Saturday, September 8, 2007

Studies, Obesity, and Children

Hello everyone. To gain background knowlegde for my following rant, please read this article (the source of making Dan go into one of his creatively hilarious tirades)
http://health.msn.com/reports/obesity/articlepage.aspx?cp-documentid=100169605&GT1=10412

This topic came to me last Tuesday when I was assigned to read and respond to an essay about fat kids suing the fast food industry in one of my literature classes. The essay, Don’t Blame the Eater, was written by a previous fat kid who grew into a healthy adult David Zinczencko. I didn’t really think much of the essay, other than Zinczenko clearly doesn’t understand the fact that fast food isn’t solely to blame for ALL of America’s health problems (because obesity apparently leads to every disease known, excluding anorexia and bulimia) Anyway, Zinczencko was arguing that fast food is to blame and the lawsuits are just. Fortunately for these kids I am not a lawyer, because I would counter sue them on behalf of the fast food industry for being lazy.
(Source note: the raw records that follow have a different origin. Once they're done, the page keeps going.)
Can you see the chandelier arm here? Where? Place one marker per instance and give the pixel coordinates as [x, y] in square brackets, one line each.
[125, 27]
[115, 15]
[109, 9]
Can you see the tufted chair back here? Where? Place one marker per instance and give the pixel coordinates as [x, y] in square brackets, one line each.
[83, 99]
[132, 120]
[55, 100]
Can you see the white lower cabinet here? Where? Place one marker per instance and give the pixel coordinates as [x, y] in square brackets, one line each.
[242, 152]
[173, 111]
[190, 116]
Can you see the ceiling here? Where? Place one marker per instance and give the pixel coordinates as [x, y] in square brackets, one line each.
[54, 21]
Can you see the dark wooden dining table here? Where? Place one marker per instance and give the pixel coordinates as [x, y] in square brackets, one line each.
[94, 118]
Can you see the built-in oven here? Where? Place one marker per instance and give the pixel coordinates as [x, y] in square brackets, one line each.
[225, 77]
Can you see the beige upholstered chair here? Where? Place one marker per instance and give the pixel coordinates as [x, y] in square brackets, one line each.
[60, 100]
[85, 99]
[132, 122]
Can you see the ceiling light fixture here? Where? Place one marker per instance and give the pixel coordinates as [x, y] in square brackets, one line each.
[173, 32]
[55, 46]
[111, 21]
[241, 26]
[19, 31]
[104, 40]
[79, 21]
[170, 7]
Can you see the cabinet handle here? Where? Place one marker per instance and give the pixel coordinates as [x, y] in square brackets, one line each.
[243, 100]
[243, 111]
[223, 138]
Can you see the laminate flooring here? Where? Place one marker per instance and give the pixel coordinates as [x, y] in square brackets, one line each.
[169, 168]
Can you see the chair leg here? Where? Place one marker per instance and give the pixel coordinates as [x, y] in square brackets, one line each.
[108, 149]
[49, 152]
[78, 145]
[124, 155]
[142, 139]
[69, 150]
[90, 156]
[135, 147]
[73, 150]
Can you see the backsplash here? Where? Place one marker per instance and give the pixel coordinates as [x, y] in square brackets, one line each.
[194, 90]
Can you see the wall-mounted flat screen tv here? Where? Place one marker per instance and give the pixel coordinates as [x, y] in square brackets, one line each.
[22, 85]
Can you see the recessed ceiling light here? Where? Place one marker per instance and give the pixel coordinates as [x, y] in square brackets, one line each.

The moral of this story is the essay really sucked and I basically tore it apart (hooray Dan you are so smart) Days later, this subject of American obesity had almost left my mind until I stumbled upon a news headline, The Role Relationships Play in Obesity. First, I started to read thinking this would be a great article to send as a joke to my brother who has recently gained a little weight, but as I read I couldn’t believe what I was seeing. I suddenly took pity on these fat kids. Parents are now being encouraged to tell there children to stay away from fat children. Isn’t it bad enough that these kids are made fun of, picked last in gym, and sometimes even physically harmed (think dodge balls in the face) from the other kids, now they are going to be completely ostracized. To be fair the article did say, “Make it clear that you have zero tolerance for name-calling or stereotyping of kids who are overweight or different in any other way. Help your child develop a sense of empathy for those who stand out.” HA! Because parents never thought of the “don’t call anyone names” or the “it’s ok if Jimmy has just one leg, his wheel chair is what makes him special” approaches. Right, I am totally trusting kids to be especially nice to the fat kids now that their parents are telling them that fat people are just as bad to hang around with as drugs addicts. As the article says, “It's common for kids, especially as they grow into teens, to be influenced by their friends and peers. What "everyone else" is doing can also influence their choices when it comes to behaviors like smoking, drinking, drug use, and even what kind of food they eat when they're together.”
WHAT IS GOING ON?!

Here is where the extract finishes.